Byron, which has restaurants in Leeds, York and Harrogate, has tabled a company voluntary arrangement (CVA) in an attempt to shore up its financial position by allowing it to close loss-making restaurants and secure deep discounts on rental costs.
Around 20 restaurants could be closed as part of the process, as Byron’s owners attempt to stave off its decline in the casual dining sector.
If the CVA is to succeed, the burger chain’s plans would need 75 per cent backing from creditors, which include landlords, during a vote on Wednesday.
Mark Edwards, BDO partner, said Byron has been forced to re-trench because its expansion was too hasty.

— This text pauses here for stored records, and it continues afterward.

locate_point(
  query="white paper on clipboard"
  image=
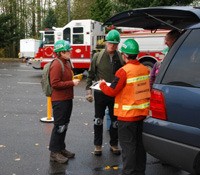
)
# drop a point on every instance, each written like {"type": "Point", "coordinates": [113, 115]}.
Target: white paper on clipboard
{"type": "Point", "coordinates": [96, 85]}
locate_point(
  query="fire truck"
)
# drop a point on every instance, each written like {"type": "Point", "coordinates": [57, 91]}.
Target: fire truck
{"type": "Point", "coordinates": [87, 37]}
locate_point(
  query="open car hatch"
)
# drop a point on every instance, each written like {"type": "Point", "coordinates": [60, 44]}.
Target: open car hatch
{"type": "Point", "coordinates": [153, 18]}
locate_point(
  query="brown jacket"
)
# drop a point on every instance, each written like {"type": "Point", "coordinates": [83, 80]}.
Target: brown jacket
{"type": "Point", "coordinates": [61, 82]}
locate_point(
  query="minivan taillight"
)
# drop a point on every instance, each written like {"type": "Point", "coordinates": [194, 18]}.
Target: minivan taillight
{"type": "Point", "coordinates": [157, 105]}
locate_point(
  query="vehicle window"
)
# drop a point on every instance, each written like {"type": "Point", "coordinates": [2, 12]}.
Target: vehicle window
{"type": "Point", "coordinates": [78, 35]}
{"type": "Point", "coordinates": [66, 34]}
{"type": "Point", "coordinates": [49, 38]}
{"type": "Point", "coordinates": [184, 70]}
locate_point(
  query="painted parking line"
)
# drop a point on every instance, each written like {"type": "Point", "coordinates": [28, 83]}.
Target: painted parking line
{"type": "Point", "coordinates": [27, 83]}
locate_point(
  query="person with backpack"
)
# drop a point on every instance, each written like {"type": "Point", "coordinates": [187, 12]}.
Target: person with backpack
{"type": "Point", "coordinates": [62, 95]}
{"type": "Point", "coordinates": [103, 66]}
{"type": "Point", "coordinates": [131, 89]}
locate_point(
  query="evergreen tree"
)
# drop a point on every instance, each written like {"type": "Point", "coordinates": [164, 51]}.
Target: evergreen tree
{"type": "Point", "coordinates": [101, 10]}
{"type": "Point", "coordinates": [50, 20]}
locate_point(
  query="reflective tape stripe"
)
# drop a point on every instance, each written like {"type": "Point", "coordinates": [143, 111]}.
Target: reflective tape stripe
{"type": "Point", "coordinates": [130, 107]}
{"type": "Point", "coordinates": [116, 105]}
{"type": "Point", "coordinates": [136, 79]}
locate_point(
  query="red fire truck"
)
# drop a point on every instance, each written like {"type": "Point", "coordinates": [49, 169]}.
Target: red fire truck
{"type": "Point", "coordinates": [87, 37]}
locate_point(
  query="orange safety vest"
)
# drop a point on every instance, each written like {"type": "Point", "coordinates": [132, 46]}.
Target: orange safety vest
{"type": "Point", "coordinates": [133, 100]}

He said: “When restaurant groups (such as Byron) go and expand very quickly, there is always a risk some of those sites will be marginal sites.
“However, the sector as a whole is struggling. There are some operators that are more successful than others such as Honest Burger, which has a different take and is London-centric.
“My personal view is that when you look at the UK’s eating habits, there are fewer visits to eat out over the last few months, but not cooking at home is embedded in British culture and I don’t see that changing. People are maybe not eating out as often, but when they do, they tend to spend a bit more.”
As part of the sale process linked to the Byron restructuring, investment house Three Hills Capital Partners would become the biggest shareholder by snapping up half of Hutton Collins’ stake.
KPMG, which is handling the CVA, said no restaurants would close on day one of the process and employees, suppliers and business rates would be paid on time and in full.